= Weavertown, Berks County, Pennsylvania =

Unincorporated community in Pennsylvania, U.S.

Weavertown is an unincorporated community in Amity Township, Berks County, Pennsylvania, United States. It is located approximately 3.6 miles north of Amity Gardens on Pennsylvania Route 662 (Old Swede Road) and is served by the Daniel Boone Area School District.

==History==
Weavertown was named after Colonel Jacob Roth Weaver (1751–1831), who commanded the local Pennsylvania Militia and fought the Battle of Brandywine in the Revolutionary War. His father Peter also resided in Amity.

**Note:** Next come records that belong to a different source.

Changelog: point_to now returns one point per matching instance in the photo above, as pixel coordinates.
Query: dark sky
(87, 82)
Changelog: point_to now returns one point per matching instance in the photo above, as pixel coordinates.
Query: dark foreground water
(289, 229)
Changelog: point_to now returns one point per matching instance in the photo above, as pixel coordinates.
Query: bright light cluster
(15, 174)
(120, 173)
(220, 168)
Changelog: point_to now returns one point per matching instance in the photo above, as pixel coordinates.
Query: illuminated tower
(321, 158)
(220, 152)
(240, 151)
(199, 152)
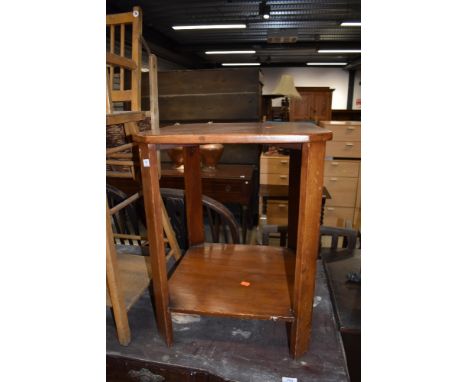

Peter was one of the seven sons of Pioneer Jacob Weaver (Weber), who was a member of the Kocherthal Party and arrived on the shores of the Hudson River at Quassaic Kill, New York in January 1709. In 1725, he migrated to Amity Township with his family. Jacob (1678–1752) and his wife Anna Elisabethe (Parmentier) (1683–1769) are buried in St. Gabriel's Church (formerly known as the Molatton Church). Peter (1715–1779) and Jacob Roth Weaver are buried in St. Paul's Lutheran Church in Amityville. This general area (Oley Valley) was also settled by Daniel Boone's family (see the Daniel Boone Homestead) and the grandfather of Abraham Lincoln.